PeopleSoft goes offline for update

Mike Wereschagin

PeopleSoft, the University’s new problem-plagued computer system, will shut down again today until Feb. 21.
At least this time University officials are doing it intentionally.
PeopleSoft technical support personnel will upgrade the system to Version 7.6 in an effort to fix the glitches that shut the system down on the first day of spring semester when some students needed it the most.
The Jan. 18 crash was caused by the enormous volume of students attempting to access the system at the same time, attempting to add or drop classes, check for classroom location changes or print out an enrollment summary, said Jude Poseley, the University’s assistant information officer.
Coincidentally, PeopleSoft chief executive officer Craig Conway met with the vice presidents and provosts from seven Big Ten universities the day of the crash. The meeting was in response to a letter PeopleSoft received from the universities, including Minnesota, complaining of the system’s widespread problems.
Most of the system’s bugs are attributed to PeopleSoft being a “Beta” program. The Beta designation is given to programs that have not been fully tested. At the time it was purchased, however, PeopleSoft was the only program of its kind on the market.
As a result of the meeting, the universities and PeopleSoft have agreed to a closer partnership in working through the system’s problems.
The solution is a long-term one. It is expected the bugs will be worked out through a long evolutionary process.
As a quick fix for the problem, University officials began using the “data warehouse” to ease the pressure on the floundering network.
The data warehouse was used by the University nine years before PeopleSoft’s installation. Administrators created the system to store University information and statistics. The information has been used for reports to federal agencies and internal departments.
For instance, administrators can examine the trend in the number of students registering for a particular major. They can then plan courses and class sizes accordingly.
But when PeopleSoft crashed, the warehouse was forced to take on an expanded role.
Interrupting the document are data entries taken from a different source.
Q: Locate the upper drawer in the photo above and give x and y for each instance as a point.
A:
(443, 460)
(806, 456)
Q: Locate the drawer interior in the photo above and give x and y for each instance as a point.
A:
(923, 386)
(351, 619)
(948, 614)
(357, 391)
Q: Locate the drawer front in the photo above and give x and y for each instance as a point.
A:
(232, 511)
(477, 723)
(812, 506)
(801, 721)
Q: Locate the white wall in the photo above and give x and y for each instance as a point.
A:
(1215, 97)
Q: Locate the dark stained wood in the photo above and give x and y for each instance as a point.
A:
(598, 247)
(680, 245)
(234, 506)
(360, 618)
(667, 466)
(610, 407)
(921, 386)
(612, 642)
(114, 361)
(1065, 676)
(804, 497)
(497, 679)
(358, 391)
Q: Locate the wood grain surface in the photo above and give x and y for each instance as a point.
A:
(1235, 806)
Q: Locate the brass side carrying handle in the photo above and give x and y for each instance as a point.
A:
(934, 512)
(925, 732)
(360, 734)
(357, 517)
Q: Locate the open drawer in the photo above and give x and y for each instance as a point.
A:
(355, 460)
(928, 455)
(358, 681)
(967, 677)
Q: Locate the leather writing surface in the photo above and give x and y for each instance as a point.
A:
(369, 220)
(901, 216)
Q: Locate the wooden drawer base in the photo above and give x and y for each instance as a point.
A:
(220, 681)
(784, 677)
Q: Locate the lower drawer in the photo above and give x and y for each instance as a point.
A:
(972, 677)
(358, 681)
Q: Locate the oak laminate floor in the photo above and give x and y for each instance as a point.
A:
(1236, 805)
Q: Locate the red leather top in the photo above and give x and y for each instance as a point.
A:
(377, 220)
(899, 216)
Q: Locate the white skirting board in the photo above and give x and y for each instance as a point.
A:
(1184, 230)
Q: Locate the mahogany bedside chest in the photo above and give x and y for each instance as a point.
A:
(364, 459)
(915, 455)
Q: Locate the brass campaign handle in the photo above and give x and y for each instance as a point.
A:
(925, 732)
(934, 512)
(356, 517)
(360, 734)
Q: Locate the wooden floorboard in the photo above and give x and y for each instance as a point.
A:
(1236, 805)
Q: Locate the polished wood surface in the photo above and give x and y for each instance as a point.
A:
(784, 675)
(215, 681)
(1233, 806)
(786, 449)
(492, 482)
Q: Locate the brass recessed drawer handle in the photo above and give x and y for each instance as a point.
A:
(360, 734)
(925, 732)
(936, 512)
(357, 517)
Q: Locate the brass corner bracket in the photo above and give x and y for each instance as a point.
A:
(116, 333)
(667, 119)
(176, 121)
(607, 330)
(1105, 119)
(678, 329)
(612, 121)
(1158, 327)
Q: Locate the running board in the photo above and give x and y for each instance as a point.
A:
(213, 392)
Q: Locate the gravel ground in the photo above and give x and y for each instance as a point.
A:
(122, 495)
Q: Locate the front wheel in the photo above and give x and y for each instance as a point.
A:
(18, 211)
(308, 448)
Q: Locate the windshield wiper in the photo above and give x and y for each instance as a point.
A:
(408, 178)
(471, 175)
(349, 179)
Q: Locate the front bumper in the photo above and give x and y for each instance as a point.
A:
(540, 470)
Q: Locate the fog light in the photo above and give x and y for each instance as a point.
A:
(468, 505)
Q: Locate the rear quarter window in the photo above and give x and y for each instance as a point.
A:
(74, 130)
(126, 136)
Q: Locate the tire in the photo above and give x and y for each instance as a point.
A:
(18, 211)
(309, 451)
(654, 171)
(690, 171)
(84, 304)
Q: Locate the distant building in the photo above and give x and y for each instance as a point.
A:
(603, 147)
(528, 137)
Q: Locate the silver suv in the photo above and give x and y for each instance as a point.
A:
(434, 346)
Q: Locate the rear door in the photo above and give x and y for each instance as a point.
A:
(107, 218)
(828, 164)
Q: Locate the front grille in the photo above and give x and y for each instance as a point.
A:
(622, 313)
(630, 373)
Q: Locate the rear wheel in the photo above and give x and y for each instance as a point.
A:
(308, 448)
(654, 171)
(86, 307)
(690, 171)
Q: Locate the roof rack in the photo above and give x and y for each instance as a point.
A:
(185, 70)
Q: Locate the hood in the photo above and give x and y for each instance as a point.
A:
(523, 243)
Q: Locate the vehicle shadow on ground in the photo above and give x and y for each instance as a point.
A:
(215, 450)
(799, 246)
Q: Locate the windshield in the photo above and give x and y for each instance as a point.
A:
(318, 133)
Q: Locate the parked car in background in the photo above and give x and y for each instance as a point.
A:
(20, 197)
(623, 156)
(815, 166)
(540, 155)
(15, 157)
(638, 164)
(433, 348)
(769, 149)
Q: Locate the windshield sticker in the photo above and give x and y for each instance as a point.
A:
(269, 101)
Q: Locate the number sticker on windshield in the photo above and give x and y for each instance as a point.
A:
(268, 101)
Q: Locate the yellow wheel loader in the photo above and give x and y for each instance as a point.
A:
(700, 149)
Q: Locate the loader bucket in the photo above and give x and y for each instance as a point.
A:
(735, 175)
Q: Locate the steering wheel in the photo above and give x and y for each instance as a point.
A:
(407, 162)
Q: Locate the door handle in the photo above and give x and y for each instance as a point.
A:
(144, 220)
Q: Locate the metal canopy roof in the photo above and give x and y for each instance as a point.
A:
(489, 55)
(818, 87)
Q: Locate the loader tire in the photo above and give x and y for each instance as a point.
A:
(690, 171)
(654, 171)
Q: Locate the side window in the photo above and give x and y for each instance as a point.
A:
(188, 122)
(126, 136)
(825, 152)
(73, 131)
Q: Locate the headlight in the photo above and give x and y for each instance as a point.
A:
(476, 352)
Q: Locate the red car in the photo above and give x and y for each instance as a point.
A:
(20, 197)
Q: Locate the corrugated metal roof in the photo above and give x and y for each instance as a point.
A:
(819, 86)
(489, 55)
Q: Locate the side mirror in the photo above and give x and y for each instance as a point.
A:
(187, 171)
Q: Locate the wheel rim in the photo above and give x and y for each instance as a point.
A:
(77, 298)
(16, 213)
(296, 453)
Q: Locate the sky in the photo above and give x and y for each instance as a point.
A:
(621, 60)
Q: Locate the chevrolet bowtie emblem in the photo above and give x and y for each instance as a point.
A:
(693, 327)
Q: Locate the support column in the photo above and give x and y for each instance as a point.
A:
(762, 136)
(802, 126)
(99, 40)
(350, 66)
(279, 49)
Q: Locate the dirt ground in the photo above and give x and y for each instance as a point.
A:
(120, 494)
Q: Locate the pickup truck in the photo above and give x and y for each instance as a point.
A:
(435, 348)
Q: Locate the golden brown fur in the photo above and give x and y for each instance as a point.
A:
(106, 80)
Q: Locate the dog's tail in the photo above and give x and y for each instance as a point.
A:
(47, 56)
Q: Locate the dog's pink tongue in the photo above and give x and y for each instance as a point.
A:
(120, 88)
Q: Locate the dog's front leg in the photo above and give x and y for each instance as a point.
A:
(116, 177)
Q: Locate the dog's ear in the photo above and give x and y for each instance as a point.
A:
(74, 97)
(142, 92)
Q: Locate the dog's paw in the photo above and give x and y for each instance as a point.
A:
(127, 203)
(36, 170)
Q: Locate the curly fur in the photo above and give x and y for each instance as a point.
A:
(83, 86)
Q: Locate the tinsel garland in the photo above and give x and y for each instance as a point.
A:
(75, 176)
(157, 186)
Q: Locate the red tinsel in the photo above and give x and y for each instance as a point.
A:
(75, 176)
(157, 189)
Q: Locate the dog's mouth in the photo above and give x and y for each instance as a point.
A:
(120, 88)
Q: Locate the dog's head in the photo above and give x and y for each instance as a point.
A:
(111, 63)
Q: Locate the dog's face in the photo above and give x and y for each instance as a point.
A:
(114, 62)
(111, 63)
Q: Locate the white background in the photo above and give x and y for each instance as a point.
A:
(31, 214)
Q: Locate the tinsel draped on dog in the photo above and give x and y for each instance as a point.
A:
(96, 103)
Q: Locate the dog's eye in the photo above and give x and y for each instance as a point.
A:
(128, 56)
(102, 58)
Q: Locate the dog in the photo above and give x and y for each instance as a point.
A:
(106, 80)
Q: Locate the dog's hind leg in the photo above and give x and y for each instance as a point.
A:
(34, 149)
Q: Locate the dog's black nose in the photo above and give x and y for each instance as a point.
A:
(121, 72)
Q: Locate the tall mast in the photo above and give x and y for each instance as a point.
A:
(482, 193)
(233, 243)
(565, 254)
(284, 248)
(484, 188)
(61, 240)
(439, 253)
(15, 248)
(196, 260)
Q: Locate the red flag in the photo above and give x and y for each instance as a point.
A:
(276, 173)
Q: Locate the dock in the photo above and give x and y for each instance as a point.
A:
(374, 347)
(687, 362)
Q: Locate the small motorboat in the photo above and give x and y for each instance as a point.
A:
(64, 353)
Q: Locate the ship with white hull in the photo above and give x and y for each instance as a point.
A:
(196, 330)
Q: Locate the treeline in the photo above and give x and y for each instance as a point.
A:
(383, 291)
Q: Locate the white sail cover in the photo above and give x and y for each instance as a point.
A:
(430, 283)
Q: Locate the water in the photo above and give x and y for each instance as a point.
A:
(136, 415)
Officials used the information contained within to e-mail course enrollments to students in an effort to free up more space on the network.
Stephen Cawley, the University’s chief information officer, said the expanded use of the warehouse will continue.
“We’re excited about the capability,” he said. “This is just about the best data warehouse system in the country.”
What makes it stand out, Cawley continued, is its ability to work in conjunction with PeopleSoft and ease the new program’s workload.
However PeopleSoft itself has a less desirable stigma attached to it. Cawley will appear before the Board of Regents next month to ask for an additional $18 million dollars to pay for a system originally priced at $42 million.
“Nobody is happy about the $60 million price tag,” he said. “But when we bought PeopleSoft, it was the only program out there.”
The only other option for administrators was a complete rewrite of the old program.
“We knew it was a major risk, but we were faced with a choice between two high-risk roads,” Cawley explained, adding that he believed they made the right choice.
“Ninety-nine percent of the students here registered through the Web two years running,” Cawley said. “I don’t know of any school this size that can say that.”
Still, he said he recognizes the transition has taken its toll on students and feels bad about that.
“We’ve been knocked down a couple of pegs, but we’re climbing back up,” Cawley said. “We’re hanging in there.”